Introducing a Sophisticated Jesus

Review of Geisler
Art by Stephen W. Hiemstra

Norman L. Geisler and Patrick Zukeran.  2009.  The Apologetics of Jesus:  A Caring Approach to Dealing with Doubters. Grand Rapids:  Baker Books.

Review by Stephen W. Hiemstra

One of the cherished myths of the modern era is that modern people are not only more sophisticated technologically than ancient people, they are also morally superior.  This idea is widely believed, but seldom seriously evaluated.  Moral progress is held to be obvious, in part, because of the abolition of slavery and the extension of new rights to other disadvantaged groups. The nexus of this belief is that freedom of the individual, a God-given right according to the U.S. Constitution, makes choices available through the advancement of science and consequent greater wealth.  But what if ancient people were actually more sophisticated than moderns, just lacked the technology?

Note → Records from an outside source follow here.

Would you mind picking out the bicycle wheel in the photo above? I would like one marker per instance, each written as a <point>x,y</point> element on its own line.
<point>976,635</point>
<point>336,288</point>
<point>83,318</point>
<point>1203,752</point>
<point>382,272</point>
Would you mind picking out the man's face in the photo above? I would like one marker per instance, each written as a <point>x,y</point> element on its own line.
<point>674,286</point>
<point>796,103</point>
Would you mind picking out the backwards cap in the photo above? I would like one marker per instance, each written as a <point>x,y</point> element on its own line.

In their book, The Apologetics of Jesus, Norman L. Geisler and Patrick Zukeran paint an extremely sophisticated picture of Jesus, as articulated in the Gospel of John.  Geisler and Zukeran note, for example, that the Bible pictures God as a god willing to reason with us. Come now, let us reason together, says the LORD (Isaiah 1:18 ESV).  After all, apologetics mean to offer a defense (11).  If we are created in the image of a reasonable God, then perhaps the Son of God would also be someone able to turn an argument.  The Apostle Peter admonishes us:  in your hearts honor Christ the Lord as holy, always being prepared to make a defense to anyone who asks you for a reason for the hope that is in you (1 Peter 3:15 ESV). Humility requires a God willing to argue a case, not force one.

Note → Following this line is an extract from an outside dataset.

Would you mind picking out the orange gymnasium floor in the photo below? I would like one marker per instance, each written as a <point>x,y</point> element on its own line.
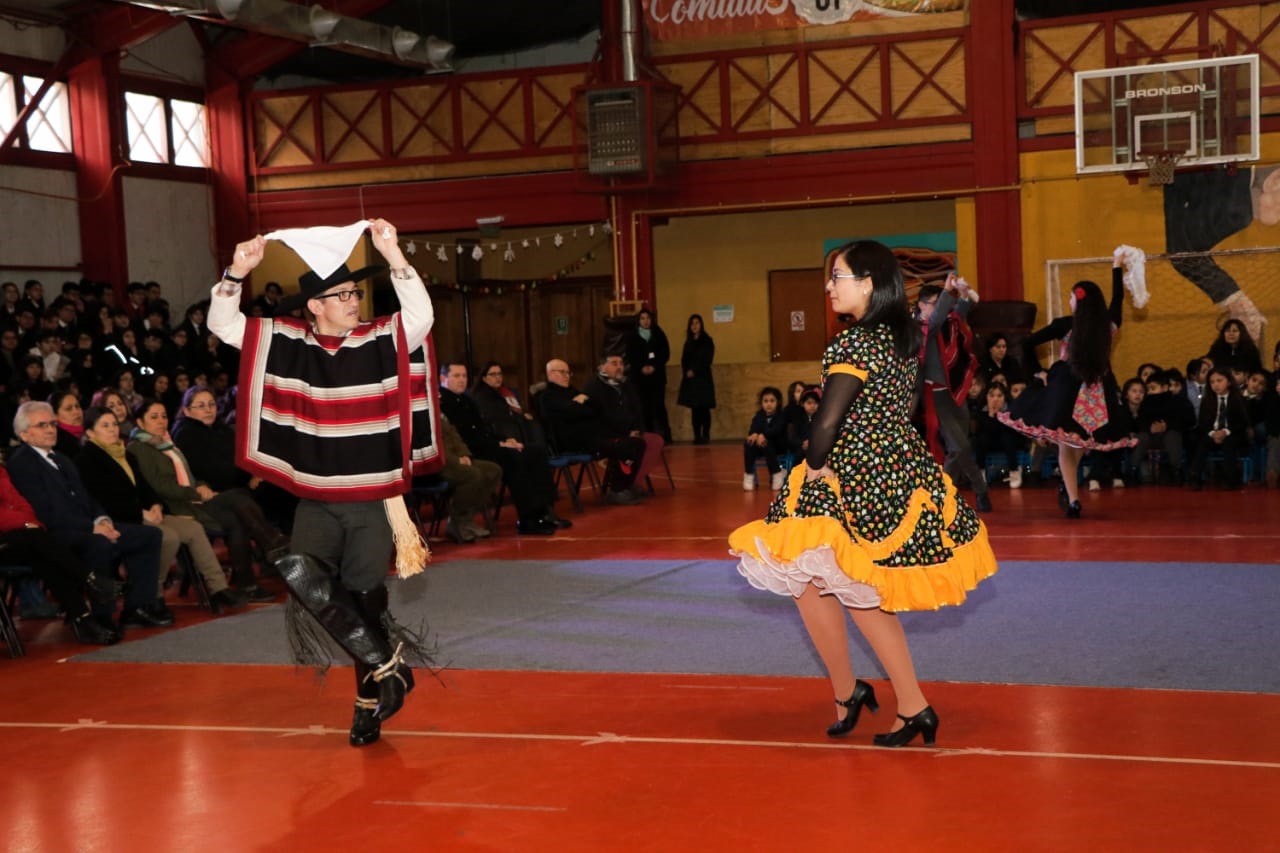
<point>154,756</point>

In fact, Jesus tailored his arguments to his audience (185).  Geisler and Zukeran make this point in laying out chapters devoted to 8 apologetic methods, including:

  1. Use of Testimony,
  2. Use of Miracles,
  3. Use of the Resurrection,
  4. Use of Reason,
  5. Use of Parables,
  6. Use of Discourse,
  7. Use of Prophecy, and
  8. Use of Arguments for God (7).

Four additional chapters place these arguments in context:

  1. Jesus’ Allege Anti-Apologetic Passages,
  2. Jesus’ Life as an Apologetic,
  3. Jesus and the Role of the Holy Spirit in Apologetics, and
  4. Jesus’ Apologetic Method (7).

These 12 chapters are preceded by a brief introduction and followed only by a series of chapter notes.

Parabolic Apologetic

Especially interesting is Geisler and Zukeran’s discussion of what they refer to as parabolic apologetics—using a story to convey a truth (197). Characteristics of this method include:

  1. Use of the story form,
  2. It teaches through an indirect approach—the audience affirms the point before realizing they themselves are in focus,
  3. The logic is a fortiori—a truth from everyday life applies also to spiritual matters,
  4. The parable uses self-discovery to give the audience a sense of ownership of the message,
  5. The parable is sensitive to those caught in sin (188-89).

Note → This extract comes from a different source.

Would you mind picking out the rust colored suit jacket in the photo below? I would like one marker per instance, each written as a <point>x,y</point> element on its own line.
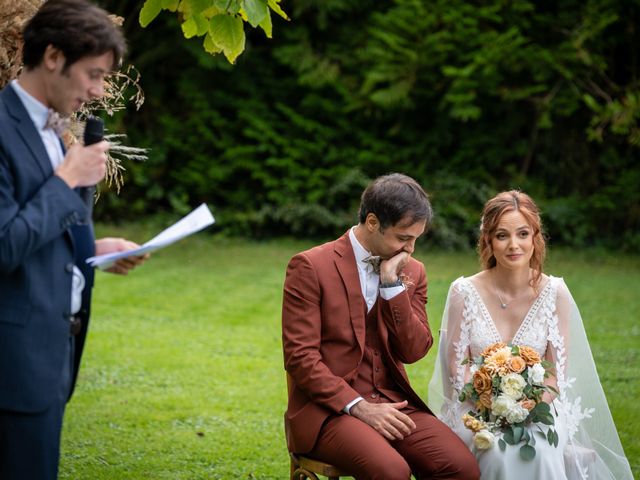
<point>323,334</point>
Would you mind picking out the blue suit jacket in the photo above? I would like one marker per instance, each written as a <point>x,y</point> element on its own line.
<point>45,228</point>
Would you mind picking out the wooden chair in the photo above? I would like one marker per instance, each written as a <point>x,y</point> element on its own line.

I would enjoy teaching this book to an adult group to develop a greater command of its contents. Having said this, I have a suggestion. Instead of focusing on the apologetic techniques, it might be more effective to start by classifying audiences (types of atheists or personalities or age or economic groups) and work back to the techniques that Jesus used to address them. Although I have not seen this done in the apologetics literature, an audience-focused approach might prove easier to apply in evangelism.


The myth of moral superiority of moderns over ancients clearly cannot be resolved in a brief review.  It is a subject, however, worthy of further inquiry. If in the fullness of time God chose the ancient world to pay a visit, perhaps, he did so not because the ancient world was more needy, but perhaps because the ancient world possessed emotional and relational intelligence which allowed it to follow the conversation better than subsequent periods like our own [1]. Geisler and Zukeran’s contribution to this discussion is to suggest that Jesus is not the country bumpkin that some critics have inferred.


[1] For example, the ancient world practiced many things that we find intolerable, but the ancient world did not possess nuclear and chemical weapons or use them the way that we do.  If you wanted to murder someone, you had to make a moral decision and get your hands dirty.  Greater efficiency in hiding a crime does not relieve one of responsibility but it may limit its public discussion.